2) we would also like to know how to calculate the speed necessary to launch an object from the surface of the Earth, so it can enter in a circular orbit of radius r (bigger than the radius of the Earth).

2. Relevant equations
gravitational force:
Fg = GmM/r², where G is the gravitational constant, m is the mass of the object, M is the mass of the Earth and r is the distance between the center of the Earth and the center of the object (in this case, the distance r mentioned above).
centripetal force:
Fcp = mv²/r (where v is the speed of the object).
conservation of energy
$$\frac{mv^{2}_{0}}{2}-\frac{GmM}{R} = \frac{mv^{2}_{1}}{2}-\frac{GmM}{r}$$, where R is the radius of the Earth and r is the distance we mentioned above.

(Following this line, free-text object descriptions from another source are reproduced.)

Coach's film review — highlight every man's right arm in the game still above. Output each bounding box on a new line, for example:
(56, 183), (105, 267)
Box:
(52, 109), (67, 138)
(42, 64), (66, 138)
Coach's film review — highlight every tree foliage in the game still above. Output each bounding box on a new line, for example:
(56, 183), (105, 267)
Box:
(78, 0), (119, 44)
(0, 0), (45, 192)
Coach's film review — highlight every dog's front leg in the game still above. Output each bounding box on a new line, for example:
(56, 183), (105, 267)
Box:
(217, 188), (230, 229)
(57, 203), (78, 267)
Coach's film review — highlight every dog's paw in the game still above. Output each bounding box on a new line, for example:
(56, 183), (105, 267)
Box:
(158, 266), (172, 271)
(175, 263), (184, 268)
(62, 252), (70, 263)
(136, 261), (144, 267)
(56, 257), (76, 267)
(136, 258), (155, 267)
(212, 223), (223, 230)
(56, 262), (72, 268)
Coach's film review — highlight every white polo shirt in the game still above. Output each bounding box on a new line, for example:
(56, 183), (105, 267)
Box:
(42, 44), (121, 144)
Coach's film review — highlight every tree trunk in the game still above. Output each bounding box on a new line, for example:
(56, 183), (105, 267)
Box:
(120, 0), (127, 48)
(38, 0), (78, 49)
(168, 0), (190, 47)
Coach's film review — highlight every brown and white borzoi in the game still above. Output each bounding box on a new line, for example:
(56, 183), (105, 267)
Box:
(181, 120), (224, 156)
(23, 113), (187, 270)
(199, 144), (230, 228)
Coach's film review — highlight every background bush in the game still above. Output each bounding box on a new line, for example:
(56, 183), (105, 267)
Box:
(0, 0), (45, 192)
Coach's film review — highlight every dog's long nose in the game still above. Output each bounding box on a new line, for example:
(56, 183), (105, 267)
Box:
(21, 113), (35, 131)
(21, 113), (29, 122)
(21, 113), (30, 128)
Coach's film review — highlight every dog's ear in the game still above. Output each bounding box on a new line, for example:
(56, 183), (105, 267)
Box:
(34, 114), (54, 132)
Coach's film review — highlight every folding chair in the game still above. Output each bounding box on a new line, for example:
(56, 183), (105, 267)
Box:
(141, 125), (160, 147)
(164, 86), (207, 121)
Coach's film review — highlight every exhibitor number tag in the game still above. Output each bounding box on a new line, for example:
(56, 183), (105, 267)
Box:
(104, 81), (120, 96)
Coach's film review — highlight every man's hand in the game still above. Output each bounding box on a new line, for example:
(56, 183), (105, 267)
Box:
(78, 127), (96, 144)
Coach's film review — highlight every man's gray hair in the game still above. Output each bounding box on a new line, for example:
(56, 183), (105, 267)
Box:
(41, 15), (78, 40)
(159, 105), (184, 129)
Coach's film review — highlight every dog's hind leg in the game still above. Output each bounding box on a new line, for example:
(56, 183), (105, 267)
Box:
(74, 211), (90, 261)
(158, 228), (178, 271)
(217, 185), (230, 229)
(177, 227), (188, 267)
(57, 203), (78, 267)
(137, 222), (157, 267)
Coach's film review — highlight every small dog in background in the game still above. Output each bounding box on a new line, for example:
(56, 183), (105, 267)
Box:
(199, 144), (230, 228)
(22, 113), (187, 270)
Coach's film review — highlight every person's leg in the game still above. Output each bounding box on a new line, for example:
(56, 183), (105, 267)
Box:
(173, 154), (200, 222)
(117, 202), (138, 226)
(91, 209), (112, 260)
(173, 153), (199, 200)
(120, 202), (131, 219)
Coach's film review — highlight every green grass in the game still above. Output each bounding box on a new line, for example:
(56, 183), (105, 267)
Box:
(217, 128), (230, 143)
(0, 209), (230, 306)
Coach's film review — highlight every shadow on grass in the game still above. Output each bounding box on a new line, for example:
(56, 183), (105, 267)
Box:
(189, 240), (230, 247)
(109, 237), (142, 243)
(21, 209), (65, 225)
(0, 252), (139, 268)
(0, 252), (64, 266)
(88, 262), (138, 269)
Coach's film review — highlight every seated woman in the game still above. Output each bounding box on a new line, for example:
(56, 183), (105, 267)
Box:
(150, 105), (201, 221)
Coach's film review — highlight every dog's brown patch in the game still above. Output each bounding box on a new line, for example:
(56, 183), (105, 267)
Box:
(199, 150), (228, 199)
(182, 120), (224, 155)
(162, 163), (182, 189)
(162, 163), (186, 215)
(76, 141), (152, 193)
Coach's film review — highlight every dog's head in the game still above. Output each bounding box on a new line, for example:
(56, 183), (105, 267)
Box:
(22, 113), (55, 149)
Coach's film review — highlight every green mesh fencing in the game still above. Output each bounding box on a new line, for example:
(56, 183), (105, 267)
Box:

3. The attempt at a solution
1) (A) for the object to describe a circular orbit, its centripetal force has to balance with the gravitational force:
Fcp = Fg
mv²/r = GmM/r²
v²/r = GM/r²
v² = GM/r
$$v = \sqrt{\frac{GM}{r}}$$
for B, C and D, we have no clue, because we don't know the mathematical condition to obtain those orbits.
NOTE: does v have to be horizontal? why wouldn't an object thrown with vertical v = $$v = \sqrt{\frac{GM}{r}}$$ also respect that Fcp = Fg?
2) we don't have much idea where to start, but we think that this velocity will have a vertical component and a horizontal component which is $$v_x = \sqrt{\frac{GM}{r}}$$.
the vertical velocity would be v0y: $$\frac{mv^{2}_{0y}}{2}-\frac{GmM}{R} = \frac{mv^{2}_{1y}}{2}-\frac{GmM}{r}$$.
in this case, we think that v1y would have to be zero.